Eighty-two percent of patients with ADL treatment had detectable drug concentrations, while 17% were ADL-negative. Undetectable serum ADL correlated to the presence of ADL-antibodies thus highlighting the impact of immunogenicity in non-responder patients. Similarly to IFX observations, both determinations correlated to increased disease activity evaluated with BASDAI and ASDAS scores, inflammatory markers indicating insufficient disease control. Increased administration of NSAIDs also stands as evidence for the inadequate symptom control. Although 63% of patients with previous anti-TNF failure presented a good response to current ADL treatment with negative anti-IFX antibodies detection, we cannot estimate whether they were interrelated as suggested by the study of Plasencia et al. The latter found that failure to the first anti-TNF product attributable to the presence of ADA may predict a better response when switching to a second anti-TNF drug in patients with spondyloarthritis.
The present study shows that low drug serum concentrations and the presence of ADA are highly indicative of the patients’ disease activity and it stands in line with previous studies that recommend including this detection in the regular clinical practice, at the very base of the therapeutic approach. Acknowledging that a patient has developed ADA together with the clinical assessment may lead to a faster drug switch and a better disease response. Furthermore, all patients who experienced drug related adverse events on both IFX and ADL were identified as ADA-positive, thus confirming other published studies [32,33].
One of the study limitation is that drug levels are quantified in a highly specific manner, using monoclonal antibodies to TNF alpha and to biologic product that are non-competitive when binding to the drug. Thus the kit is able to provide us with the product’s bioavailability which is the fraction of the free drug reaching systemic circulation. Anti-drug antibodies are assessed using bridging ELISA that detects free neutralizing anti-idiotypic antibodies in the circulation. It does not measure immunocomplexes formed between the biologic drug and ADA [34].
Unfortunately the study cohort included a relatively small number of patients with a single determination of serum drug and anti-drug antibodies. Moreover, patients were not classified according to their disease form – axial or peripheral.
The literature on this particular topic does not offer subsets of drug level cut-off values therefore this issue still remains to be established in patients with SpA. Further studies are needed to identify the predictive value of these cut-offs so that we can categorize patients in therapeutic or subtherapeutic levels of active substance.

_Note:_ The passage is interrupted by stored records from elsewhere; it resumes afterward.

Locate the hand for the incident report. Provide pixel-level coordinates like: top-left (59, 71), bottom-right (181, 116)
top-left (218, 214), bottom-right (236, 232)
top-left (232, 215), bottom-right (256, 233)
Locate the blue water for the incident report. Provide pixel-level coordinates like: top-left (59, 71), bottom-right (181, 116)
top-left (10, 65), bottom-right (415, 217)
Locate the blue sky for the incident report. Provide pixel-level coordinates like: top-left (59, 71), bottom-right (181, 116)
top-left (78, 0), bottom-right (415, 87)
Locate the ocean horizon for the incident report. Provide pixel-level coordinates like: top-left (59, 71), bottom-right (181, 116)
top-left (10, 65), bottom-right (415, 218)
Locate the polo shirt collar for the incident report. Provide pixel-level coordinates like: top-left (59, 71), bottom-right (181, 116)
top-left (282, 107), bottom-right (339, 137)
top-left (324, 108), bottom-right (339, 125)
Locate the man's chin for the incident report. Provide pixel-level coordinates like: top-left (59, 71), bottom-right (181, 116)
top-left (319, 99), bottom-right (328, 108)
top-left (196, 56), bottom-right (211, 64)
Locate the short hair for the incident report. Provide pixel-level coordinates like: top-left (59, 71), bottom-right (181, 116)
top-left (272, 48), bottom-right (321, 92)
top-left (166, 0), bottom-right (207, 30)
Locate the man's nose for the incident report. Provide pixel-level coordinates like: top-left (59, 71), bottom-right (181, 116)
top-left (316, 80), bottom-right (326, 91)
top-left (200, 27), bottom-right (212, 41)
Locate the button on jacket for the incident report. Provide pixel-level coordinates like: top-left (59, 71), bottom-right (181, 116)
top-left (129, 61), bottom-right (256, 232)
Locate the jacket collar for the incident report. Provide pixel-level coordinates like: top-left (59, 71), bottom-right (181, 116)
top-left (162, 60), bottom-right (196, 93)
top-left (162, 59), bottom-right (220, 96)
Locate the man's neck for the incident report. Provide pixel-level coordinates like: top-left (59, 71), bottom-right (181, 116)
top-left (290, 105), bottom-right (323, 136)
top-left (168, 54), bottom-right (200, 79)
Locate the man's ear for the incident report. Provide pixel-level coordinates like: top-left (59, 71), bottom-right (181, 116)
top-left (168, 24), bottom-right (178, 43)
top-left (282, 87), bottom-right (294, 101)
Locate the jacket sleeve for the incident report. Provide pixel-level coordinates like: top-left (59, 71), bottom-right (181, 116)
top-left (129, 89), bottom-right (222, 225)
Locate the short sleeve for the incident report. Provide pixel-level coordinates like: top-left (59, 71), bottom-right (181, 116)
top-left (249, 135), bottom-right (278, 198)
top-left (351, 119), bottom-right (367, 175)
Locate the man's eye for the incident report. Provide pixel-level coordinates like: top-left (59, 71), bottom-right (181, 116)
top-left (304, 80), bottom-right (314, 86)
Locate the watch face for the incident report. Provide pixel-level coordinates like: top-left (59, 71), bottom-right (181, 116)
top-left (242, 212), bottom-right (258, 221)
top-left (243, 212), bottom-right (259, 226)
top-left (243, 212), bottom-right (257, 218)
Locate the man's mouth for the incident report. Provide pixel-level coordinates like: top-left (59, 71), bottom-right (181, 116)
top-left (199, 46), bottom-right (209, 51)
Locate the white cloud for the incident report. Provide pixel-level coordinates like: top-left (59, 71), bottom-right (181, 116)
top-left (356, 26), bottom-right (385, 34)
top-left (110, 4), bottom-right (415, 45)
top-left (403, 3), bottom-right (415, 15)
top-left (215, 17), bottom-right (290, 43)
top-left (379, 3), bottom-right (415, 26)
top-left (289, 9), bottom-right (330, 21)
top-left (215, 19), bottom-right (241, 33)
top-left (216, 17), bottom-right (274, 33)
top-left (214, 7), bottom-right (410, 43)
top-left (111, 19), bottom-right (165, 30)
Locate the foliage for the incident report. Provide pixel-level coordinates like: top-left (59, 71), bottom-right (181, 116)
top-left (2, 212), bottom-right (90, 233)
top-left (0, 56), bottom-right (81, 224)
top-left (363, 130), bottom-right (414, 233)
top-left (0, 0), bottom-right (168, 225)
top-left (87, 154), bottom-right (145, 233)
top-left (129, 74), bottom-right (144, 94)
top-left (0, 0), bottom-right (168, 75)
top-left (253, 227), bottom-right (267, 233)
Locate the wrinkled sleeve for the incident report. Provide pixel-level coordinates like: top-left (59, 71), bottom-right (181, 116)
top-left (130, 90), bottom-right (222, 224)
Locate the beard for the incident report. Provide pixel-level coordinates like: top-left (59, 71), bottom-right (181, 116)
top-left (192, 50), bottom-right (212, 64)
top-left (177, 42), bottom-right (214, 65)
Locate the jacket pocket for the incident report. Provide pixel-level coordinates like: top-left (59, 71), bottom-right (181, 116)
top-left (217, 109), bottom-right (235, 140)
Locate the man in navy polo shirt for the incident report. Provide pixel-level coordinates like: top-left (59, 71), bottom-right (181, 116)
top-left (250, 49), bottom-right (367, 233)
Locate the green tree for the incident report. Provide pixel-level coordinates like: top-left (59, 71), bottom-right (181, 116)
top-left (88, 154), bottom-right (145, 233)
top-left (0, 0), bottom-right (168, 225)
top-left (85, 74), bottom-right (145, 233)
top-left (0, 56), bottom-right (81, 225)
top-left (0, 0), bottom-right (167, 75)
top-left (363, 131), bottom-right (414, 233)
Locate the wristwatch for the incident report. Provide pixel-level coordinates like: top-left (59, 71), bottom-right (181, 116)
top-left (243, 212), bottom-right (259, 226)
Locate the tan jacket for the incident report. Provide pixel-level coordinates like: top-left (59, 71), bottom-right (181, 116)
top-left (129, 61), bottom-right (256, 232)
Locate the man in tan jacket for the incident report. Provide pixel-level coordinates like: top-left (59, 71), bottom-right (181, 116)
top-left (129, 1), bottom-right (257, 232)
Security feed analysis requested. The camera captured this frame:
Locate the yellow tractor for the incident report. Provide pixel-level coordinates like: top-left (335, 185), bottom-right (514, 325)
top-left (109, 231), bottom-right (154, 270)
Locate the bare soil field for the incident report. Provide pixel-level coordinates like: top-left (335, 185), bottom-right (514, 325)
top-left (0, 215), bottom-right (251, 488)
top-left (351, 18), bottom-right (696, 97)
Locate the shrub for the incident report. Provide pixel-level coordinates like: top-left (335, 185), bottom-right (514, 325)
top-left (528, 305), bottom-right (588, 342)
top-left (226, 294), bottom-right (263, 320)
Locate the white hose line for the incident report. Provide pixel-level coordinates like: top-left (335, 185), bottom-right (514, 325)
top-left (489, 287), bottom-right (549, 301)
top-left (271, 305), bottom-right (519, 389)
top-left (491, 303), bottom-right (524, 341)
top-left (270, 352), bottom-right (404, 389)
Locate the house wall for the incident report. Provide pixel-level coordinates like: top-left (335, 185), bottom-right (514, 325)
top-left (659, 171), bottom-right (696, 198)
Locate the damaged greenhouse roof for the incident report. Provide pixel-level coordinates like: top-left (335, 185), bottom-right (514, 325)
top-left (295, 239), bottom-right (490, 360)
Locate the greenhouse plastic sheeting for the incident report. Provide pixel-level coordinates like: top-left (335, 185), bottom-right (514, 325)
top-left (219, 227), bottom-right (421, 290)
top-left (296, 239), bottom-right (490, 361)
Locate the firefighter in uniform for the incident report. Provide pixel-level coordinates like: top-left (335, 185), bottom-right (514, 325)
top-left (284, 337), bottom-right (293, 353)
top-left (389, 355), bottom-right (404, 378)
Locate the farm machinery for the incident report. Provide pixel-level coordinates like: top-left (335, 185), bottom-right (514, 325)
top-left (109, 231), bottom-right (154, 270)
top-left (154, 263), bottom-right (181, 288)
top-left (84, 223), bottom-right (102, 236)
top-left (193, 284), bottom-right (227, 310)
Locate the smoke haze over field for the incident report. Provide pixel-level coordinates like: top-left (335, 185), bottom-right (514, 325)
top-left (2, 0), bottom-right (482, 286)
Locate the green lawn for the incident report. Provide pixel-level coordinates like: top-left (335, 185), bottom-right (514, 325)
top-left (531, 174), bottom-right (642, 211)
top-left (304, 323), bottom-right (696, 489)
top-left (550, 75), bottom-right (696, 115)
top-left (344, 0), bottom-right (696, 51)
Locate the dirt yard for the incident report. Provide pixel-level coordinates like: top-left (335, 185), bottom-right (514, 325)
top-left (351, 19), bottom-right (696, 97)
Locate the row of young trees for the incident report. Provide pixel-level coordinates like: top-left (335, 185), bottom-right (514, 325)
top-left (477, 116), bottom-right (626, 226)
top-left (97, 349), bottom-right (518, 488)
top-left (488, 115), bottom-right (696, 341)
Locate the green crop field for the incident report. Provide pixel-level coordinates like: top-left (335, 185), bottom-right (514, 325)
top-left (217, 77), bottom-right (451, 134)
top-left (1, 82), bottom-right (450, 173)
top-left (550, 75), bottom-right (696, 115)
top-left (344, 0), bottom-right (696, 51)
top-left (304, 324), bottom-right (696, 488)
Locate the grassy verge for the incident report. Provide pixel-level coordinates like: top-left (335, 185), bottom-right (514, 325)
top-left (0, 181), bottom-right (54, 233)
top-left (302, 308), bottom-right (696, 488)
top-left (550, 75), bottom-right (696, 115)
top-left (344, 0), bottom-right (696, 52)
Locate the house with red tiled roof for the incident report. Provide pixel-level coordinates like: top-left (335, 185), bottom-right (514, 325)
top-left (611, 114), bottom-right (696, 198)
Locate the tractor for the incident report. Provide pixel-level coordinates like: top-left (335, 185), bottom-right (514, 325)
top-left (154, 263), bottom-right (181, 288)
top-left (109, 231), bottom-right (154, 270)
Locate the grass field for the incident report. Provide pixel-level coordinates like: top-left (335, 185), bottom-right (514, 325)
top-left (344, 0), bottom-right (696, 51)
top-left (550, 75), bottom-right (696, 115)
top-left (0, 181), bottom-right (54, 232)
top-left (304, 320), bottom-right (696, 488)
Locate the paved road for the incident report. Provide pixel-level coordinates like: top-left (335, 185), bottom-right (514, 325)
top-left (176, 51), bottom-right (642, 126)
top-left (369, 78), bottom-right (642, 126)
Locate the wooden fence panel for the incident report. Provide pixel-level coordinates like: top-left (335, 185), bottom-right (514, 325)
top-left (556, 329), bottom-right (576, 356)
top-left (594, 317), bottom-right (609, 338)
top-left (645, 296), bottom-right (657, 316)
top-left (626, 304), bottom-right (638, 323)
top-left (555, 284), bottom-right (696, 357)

We hereby support the idea of drug level measurement and anti-drug antibody detection as a completion of a clinician’s tools in assessing disease activity. This information can help optimizing drug therapy by switching it faster in non-responder patients and avoiding continuous administration in patients experiencing adverse events. Data still remains to be collected in patients with SpA regarding other anti-TNF drugs and the cost-effectiveness of this determination.